日本経済新聞によれば、米国では普段の購買行動に「カーボンニュートラル」という選択肢が、ちらほらと入りはじめているという。
この先、同じような商品、サービスが並んでいたら、「カーボンフットプリント」を参考に、地球にやさしいプロダクトを選ぶのが当然の流れとなるだろうという。
新たに加わる「カーボンフットプリント」という価値観
先日上場したスニーカーの米オールバーズが、カーボンフットプリントを表示して、商品を販売している。グーグルは、ユーザーが検索や地図、旅行、家といった領域で温暖化ガスの排出量が少ない選択肢を取れるよう、サポートする機能をリリースするという。
例えば「グーグルフライト」で飛行機を検索すると移動に伴う二酸化炭素(CO2)の排出量も表示。料金や時間だけでなく、より地球に優しいという観点からフライトを選択できるようになっている。「グーグルマップ」では、CO2排出が少ないルート(燃費がよいルート)を提案してくれる。グーグルを経由してショッピングする場合は、よりエネルギー効率のよい家電が提案されるようになる。(出所:日本経済新聞)
ほんの先頃までは、ものづくりにおける価値観は、「QCD」品質、コスト、デリバリーにあると言われていたが、これに「カーボンフットプリント」が加わったということなのかもしれない。
「カーボンフットプリント」とは、商品・サービスのライフサイクルの各過程で排出された「温室効果ガスの量」を追跡した結果、 得られた全体の量をCO2量に換算して表示することをいう。
住宅用低炭素コンクリートが登場
北海道苫小牧市の會澤高圧コンクリートが、コンクリートの製造時に液化CO₂を噴射して取り込み、ナノレベルの鉱物を生成させ、CO₂の排出が多いとされるセメント量を削減し、同じコンクリート強度を引き出すテクノロジーを導入したという。
加カーボンキュアのCO₂鉱物化(固定化)技術を国内初実装 | AIZAWA
これを活用して住宅用杭基礎材H型PCパイルを販売するそうだ。価格は従来品と変えないという。
カーボンネガティブ発電所
広島県広島市の「西風新都バイオマス発電所」が「CO2回収装置」を導入し、排出されるCO2の一部を回収し、構内に設置する農業ハウスで利活用し、完全自己消費型カーボン・ネガティブ発電所を実現すると、この発電所を運営する太平電業が発表した。
西風新都バイオマス発電所にCO2回収装置を導入|お知らせ|ニュース|太平電業株式会社
太平電業が導入する装置は、三菱重工エンジニアリング製で、1日あたり0.3トンのCO2が回収可能だという。この新しい装置は、2022年6月からの稼働を予定しているそうだ。

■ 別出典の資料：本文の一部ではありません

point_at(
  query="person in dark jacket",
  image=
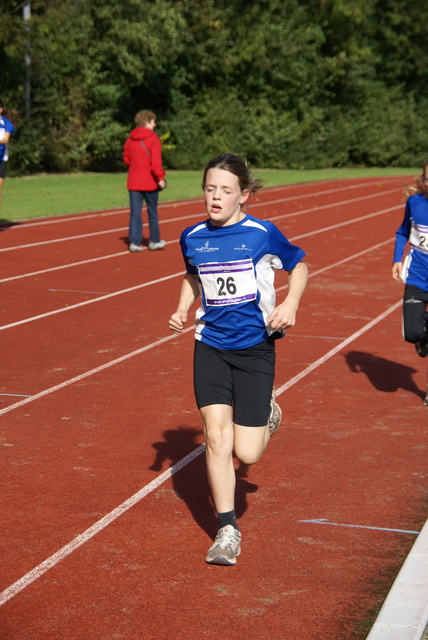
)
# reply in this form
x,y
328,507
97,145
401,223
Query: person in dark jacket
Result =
x,y
146,177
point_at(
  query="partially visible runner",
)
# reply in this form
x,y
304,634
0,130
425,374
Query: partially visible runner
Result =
x,y
6,130
230,260
413,270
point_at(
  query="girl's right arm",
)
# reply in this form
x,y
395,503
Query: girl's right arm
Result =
x,y
188,294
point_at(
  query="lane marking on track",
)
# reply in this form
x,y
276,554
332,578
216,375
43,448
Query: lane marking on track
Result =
x,y
100,293
315,209
78,216
53,560
154,344
86,302
123,253
338,348
101,524
356,526
146,284
91,372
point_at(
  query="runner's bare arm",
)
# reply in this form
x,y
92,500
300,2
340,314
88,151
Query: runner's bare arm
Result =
x,y
188,294
284,315
396,270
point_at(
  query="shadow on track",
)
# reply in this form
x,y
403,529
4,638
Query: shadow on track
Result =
x,y
385,375
190,483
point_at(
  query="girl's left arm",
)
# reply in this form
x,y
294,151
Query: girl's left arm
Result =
x,y
284,315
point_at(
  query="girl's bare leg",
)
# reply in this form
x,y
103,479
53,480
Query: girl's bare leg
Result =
x,y
218,424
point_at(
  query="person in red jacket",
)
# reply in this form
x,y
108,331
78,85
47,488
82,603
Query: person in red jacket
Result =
x,y
146,177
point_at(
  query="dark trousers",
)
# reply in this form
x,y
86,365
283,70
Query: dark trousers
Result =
x,y
414,313
137,199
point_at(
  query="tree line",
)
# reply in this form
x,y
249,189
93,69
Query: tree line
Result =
x,y
284,83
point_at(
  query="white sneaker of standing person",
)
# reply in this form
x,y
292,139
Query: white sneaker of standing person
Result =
x,y
226,547
133,248
155,246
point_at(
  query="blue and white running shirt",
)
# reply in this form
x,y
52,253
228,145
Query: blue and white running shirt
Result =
x,y
235,268
5,125
414,229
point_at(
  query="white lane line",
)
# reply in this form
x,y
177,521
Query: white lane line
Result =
x,y
82,376
356,526
65,266
338,348
314,209
53,560
86,302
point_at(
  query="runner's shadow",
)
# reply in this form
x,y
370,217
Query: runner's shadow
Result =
x,y
190,481
385,375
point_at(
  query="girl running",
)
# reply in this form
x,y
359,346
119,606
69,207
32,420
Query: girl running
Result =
x,y
414,269
230,260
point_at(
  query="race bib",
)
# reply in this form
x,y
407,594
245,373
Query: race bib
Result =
x,y
228,282
419,237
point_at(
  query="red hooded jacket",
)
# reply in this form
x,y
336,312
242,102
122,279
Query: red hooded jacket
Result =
x,y
144,167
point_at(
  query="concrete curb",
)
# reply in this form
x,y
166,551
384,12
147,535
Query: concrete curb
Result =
x,y
404,614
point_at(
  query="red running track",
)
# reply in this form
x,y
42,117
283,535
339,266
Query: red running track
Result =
x,y
105,504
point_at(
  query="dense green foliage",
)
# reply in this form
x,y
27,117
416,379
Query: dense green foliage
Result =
x,y
285,83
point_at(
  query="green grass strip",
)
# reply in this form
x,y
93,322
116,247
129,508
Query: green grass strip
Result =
x,y
56,194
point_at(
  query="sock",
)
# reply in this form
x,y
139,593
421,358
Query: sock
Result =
x,y
228,517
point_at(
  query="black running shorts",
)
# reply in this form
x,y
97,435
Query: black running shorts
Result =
x,y
242,379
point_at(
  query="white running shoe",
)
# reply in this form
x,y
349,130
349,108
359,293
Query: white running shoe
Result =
x,y
154,246
226,548
133,248
275,415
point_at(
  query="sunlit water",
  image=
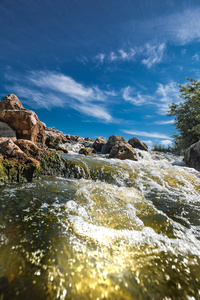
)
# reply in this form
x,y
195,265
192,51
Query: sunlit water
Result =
x,y
128,230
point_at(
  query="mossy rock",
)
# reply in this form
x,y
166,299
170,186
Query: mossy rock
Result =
x,y
52,163
86,151
16,172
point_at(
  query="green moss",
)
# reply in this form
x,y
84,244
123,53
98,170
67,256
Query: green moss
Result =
x,y
52,163
16,172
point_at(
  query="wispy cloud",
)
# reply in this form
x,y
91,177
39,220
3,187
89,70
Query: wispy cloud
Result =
x,y
46,89
148,55
129,94
166,142
161,98
147,134
154,54
196,57
166,94
164,122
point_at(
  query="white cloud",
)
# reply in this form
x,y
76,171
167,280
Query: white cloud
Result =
x,y
137,99
113,56
149,143
147,134
100,57
154,54
196,57
48,90
162,98
164,122
127,55
166,94
166,142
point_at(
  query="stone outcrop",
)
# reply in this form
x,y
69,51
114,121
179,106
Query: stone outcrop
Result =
x,y
136,143
29,148
15,165
87,139
7,132
99,143
86,151
54,137
122,151
112,141
23,121
192,156
76,138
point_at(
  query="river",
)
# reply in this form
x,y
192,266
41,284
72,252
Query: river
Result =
x,y
111,230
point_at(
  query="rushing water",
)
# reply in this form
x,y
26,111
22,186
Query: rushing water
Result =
x,y
128,230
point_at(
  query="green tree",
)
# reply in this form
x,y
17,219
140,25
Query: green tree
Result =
x,y
187,114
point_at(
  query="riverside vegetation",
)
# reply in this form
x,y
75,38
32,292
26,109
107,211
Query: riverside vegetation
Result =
x,y
115,222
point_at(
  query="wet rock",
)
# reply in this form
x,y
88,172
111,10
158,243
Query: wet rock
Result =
x,y
86,151
89,140
29,148
112,141
52,163
76,138
99,143
7,132
122,151
15,165
192,156
25,122
11,151
54,137
136,143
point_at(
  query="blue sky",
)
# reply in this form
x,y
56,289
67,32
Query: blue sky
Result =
x,y
100,67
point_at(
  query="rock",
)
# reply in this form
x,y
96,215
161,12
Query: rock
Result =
x,y
7,132
89,140
136,143
54,137
86,151
11,151
15,165
122,151
25,122
112,141
192,156
99,143
29,148
76,138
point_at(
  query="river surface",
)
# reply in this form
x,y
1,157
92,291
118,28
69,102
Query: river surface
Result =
x,y
122,230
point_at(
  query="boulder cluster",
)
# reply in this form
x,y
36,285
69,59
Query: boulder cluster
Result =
x,y
26,144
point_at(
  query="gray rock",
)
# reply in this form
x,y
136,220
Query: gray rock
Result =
x,y
99,143
136,143
122,151
7,132
112,141
192,156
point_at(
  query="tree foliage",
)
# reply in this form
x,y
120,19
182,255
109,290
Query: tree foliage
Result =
x,y
187,114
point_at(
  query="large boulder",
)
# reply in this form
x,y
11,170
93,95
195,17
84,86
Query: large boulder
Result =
x,y
136,143
10,151
7,132
54,137
112,141
29,148
76,138
25,122
99,143
86,151
192,156
122,151
15,165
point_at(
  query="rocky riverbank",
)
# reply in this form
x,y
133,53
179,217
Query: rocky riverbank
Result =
x,y
28,148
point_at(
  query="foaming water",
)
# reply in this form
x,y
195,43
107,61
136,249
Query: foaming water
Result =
x,y
122,230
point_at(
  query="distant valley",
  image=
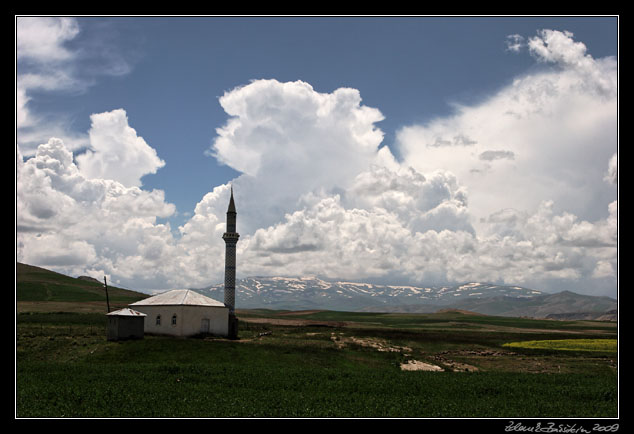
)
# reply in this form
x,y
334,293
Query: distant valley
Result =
x,y
304,293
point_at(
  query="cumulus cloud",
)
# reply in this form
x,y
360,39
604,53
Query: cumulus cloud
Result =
x,y
539,138
500,192
514,42
116,151
70,222
47,62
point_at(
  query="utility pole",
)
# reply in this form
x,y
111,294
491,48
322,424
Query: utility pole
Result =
x,y
105,284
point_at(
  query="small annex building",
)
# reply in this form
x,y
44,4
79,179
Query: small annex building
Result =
x,y
125,324
183,312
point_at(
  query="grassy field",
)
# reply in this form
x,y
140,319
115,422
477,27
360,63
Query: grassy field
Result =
x,y
314,368
305,364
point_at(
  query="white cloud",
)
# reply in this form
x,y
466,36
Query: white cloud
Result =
x,y
116,151
537,139
47,62
70,222
612,176
43,38
514,42
511,190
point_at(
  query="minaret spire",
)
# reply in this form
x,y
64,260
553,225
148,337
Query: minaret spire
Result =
x,y
231,239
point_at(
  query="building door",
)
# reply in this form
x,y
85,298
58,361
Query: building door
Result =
x,y
204,325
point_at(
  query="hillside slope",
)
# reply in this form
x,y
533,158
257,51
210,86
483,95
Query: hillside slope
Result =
x,y
38,285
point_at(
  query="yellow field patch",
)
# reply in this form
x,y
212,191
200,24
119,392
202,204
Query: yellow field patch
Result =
x,y
604,345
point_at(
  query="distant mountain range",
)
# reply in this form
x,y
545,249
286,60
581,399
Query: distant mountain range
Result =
x,y
307,293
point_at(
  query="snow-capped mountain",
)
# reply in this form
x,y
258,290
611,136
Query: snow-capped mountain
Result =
x,y
301,293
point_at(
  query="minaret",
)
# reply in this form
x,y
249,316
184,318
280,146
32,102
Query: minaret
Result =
x,y
231,239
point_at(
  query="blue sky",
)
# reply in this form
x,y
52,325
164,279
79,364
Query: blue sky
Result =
x,y
168,73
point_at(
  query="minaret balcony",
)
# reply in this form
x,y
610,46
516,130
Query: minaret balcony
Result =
x,y
231,236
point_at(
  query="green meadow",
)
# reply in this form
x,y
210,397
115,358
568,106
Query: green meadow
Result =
x,y
313,364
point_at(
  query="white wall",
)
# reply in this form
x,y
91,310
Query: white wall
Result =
x,y
188,319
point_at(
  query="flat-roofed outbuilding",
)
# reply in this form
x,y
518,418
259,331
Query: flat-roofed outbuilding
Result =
x,y
125,324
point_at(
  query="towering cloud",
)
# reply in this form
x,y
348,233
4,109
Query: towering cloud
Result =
x,y
518,189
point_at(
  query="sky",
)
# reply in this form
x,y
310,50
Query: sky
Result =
x,y
396,150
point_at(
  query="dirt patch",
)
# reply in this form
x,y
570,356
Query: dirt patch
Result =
x,y
378,344
415,365
299,312
294,322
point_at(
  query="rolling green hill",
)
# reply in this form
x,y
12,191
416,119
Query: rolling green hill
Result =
x,y
38,285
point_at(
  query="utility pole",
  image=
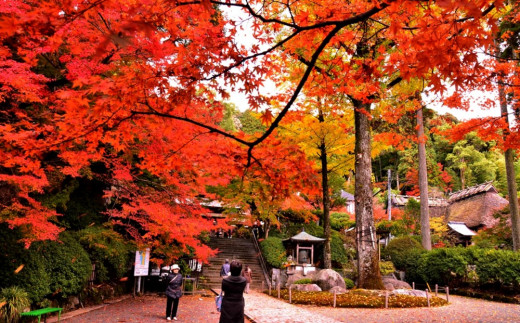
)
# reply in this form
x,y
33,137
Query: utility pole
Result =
x,y
389,195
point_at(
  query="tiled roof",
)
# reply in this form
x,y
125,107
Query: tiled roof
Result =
x,y
470,191
461,228
304,236
402,200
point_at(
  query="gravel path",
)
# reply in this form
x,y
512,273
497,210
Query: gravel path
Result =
x,y
460,309
264,309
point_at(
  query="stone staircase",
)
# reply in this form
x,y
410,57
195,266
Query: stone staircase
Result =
x,y
234,248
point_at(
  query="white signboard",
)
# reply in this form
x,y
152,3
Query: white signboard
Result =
x,y
142,261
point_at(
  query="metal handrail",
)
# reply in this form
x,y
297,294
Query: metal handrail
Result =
x,y
262,260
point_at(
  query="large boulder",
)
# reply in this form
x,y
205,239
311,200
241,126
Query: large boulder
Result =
x,y
338,290
328,278
392,283
411,292
306,287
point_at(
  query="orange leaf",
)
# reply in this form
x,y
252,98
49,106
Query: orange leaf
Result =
x,y
19,269
266,117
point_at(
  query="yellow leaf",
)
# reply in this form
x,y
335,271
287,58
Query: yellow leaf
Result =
x,y
19,269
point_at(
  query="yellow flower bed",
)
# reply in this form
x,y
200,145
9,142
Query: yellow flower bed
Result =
x,y
357,298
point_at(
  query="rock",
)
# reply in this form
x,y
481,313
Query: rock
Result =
x,y
338,290
328,278
391,284
294,277
306,287
411,292
388,286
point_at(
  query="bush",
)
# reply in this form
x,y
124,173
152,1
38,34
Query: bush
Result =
x,y
22,267
14,300
349,284
386,267
445,266
358,298
340,221
398,249
499,267
109,251
273,251
67,262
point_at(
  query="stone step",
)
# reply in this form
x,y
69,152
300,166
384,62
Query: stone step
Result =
x,y
235,248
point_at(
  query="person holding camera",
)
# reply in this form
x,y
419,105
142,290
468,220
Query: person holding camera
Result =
x,y
173,292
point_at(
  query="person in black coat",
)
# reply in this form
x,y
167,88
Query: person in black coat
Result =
x,y
232,310
173,292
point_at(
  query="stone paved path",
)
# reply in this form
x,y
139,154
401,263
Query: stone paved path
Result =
x,y
460,309
264,309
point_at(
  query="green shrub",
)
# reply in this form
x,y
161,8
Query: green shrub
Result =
x,y
410,264
303,281
14,300
369,299
111,253
397,250
67,262
349,283
386,267
22,267
340,221
445,266
499,267
273,251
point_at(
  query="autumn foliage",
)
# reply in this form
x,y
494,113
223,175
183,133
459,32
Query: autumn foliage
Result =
x,y
138,87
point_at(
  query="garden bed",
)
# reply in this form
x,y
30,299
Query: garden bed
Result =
x,y
488,295
357,298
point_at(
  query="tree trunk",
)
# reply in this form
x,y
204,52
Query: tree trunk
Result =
x,y
369,275
423,183
327,253
510,173
267,227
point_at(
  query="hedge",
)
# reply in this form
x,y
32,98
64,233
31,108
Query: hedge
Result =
x,y
399,250
454,266
111,253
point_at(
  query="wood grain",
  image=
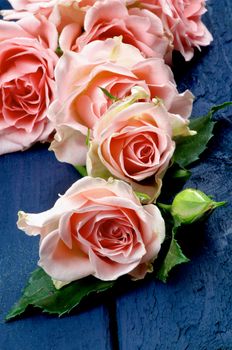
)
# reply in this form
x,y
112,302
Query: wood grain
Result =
x,y
193,311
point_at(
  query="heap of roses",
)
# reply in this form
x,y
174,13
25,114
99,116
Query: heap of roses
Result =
x,y
93,78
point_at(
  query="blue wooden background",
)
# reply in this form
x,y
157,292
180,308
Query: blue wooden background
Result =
x,y
193,311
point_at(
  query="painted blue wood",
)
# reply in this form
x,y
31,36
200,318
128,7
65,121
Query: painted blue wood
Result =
x,y
31,181
193,311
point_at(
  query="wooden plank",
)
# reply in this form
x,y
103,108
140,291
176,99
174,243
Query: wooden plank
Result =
x,y
31,181
193,311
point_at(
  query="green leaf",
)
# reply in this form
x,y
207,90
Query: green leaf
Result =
x,y
108,94
173,258
40,292
189,148
181,174
143,197
81,169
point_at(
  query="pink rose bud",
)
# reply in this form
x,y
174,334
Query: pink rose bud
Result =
x,y
96,228
182,22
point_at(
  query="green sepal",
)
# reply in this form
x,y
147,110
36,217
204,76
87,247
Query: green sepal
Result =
x,y
87,141
40,292
108,94
190,205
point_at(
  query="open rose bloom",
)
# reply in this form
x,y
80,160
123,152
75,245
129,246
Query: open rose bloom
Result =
x,y
27,84
116,67
96,228
133,141
107,19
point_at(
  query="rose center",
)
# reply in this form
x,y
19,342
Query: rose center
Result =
x,y
112,234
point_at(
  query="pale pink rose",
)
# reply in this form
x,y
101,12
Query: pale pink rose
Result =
x,y
106,19
133,141
96,228
59,12
26,81
182,21
22,8
116,67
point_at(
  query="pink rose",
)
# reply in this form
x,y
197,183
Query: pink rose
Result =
x,y
133,141
22,7
59,12
117,67
26,81
96,228
106,19
182,21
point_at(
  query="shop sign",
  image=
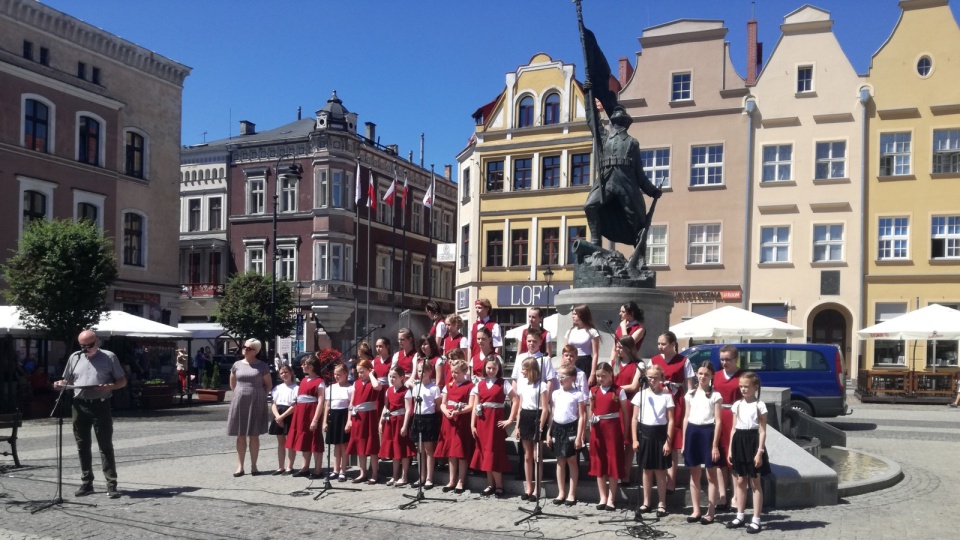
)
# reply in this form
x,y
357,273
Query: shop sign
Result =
x,y
528,295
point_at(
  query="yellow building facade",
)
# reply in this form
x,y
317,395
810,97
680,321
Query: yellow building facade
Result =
x,y
913,196
524,177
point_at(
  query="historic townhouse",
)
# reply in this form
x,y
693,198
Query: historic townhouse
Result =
x,y
524,177
808,109
688,106
90,129
913,181
309,167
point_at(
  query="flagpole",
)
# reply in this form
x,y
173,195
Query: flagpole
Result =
x,y
356,255
433,195
393,235
403,225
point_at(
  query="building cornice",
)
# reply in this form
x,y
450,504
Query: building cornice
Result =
x,y
93,39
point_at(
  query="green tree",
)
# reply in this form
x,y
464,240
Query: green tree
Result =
x,y
59,277
245,307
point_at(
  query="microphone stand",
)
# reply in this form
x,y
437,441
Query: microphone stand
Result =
x,y
537,510
421,473
637,515
58,496
327,486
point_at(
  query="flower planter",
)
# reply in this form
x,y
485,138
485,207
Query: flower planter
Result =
x,y
207,394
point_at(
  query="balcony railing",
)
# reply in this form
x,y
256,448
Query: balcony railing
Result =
x,y
201,290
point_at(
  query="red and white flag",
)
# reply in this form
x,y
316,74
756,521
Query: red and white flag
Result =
x,y
428,196
388,198
357,191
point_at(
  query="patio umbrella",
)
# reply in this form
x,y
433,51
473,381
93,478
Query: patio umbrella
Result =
x,y
730,322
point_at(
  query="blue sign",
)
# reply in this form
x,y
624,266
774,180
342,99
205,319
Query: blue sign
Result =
x,y
528,295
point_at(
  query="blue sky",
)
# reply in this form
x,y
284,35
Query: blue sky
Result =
x,y
419,66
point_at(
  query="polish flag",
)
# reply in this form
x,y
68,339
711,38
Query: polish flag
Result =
x,y
388,198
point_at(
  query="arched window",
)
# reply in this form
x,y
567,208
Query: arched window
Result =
x,y
525,112
551,109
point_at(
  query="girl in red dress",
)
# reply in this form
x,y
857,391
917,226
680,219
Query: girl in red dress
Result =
x,y
608,416
381,367
679,376
306,434
479,360
631,324
431,353
456,441
395,441
727,384
455,338
489,429
363,421
627,370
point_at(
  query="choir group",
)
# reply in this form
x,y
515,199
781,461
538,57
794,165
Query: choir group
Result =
x,y
446,396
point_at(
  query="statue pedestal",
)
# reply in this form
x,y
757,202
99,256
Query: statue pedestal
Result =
x,y
604,303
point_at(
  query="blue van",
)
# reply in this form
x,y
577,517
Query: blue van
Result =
x,y
812,372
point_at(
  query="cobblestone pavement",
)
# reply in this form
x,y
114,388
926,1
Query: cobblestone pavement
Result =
x,y
175,472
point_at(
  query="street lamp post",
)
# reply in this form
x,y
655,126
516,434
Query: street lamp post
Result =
x,y
290,171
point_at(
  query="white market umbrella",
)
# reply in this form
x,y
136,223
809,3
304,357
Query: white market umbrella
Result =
x,y
933,323
731,322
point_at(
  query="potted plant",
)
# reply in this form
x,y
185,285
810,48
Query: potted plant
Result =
x,y
155,394
211,383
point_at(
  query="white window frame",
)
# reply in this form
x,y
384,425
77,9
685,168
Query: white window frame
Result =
x,y
777,163
895,154
656,163
699,244
252,208
685,92
146,151
145,242
51,120
805,85
897,240
706,166
776,248
101,142
80,196
829,160
828,242
657,244
946,151
946,229
32,184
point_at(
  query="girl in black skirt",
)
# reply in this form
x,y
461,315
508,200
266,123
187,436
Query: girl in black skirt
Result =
x,y
534,397
569,406
652,436
748,449
426,428
335,420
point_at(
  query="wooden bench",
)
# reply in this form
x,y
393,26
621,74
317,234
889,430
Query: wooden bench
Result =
x,y
11,422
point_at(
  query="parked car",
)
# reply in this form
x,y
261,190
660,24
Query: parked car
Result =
x,y
814,373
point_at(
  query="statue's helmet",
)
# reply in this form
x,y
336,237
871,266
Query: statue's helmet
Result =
x,y
620,117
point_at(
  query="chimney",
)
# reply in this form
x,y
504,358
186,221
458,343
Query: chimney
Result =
x,y
752,52
625,72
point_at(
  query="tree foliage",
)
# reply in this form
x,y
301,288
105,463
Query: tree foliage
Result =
x,y
245,307
59,277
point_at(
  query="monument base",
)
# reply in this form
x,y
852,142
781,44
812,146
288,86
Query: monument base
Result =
x,y
605,302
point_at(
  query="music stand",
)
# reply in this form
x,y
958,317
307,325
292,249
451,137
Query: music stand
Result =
x,y
58,496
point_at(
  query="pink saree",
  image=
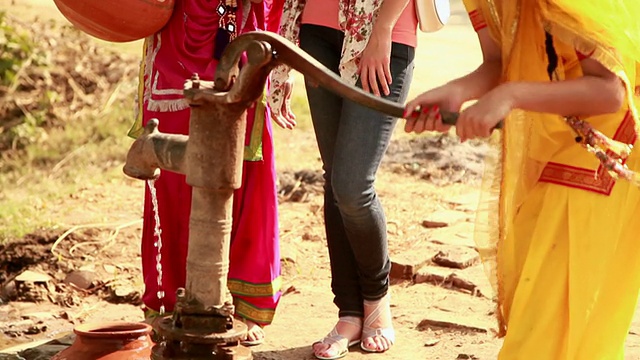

再生可能エネルギーに分類されるバイオマス発電において、そこで排出される二酸化炭素を回収し、農業に活かすとは面白い取り組みになりそうだ。
身近なところで二酸化炭素の資源化が進むか
「カーボンフットプリント」を正確に把握できるようになれば、それが商品選択の物差しになるばかりでなく、その製造工程におけるCO2削減の目標となり、低減活動の起点になるということなのだろうか。
地球温暖化の敵と目される二酸化炭素を活用した事例が身近で増えれば、安心が一つ増えていくような気がする。こうした事例からすれば、脱炭素は決して高いハードルということはないのだろう。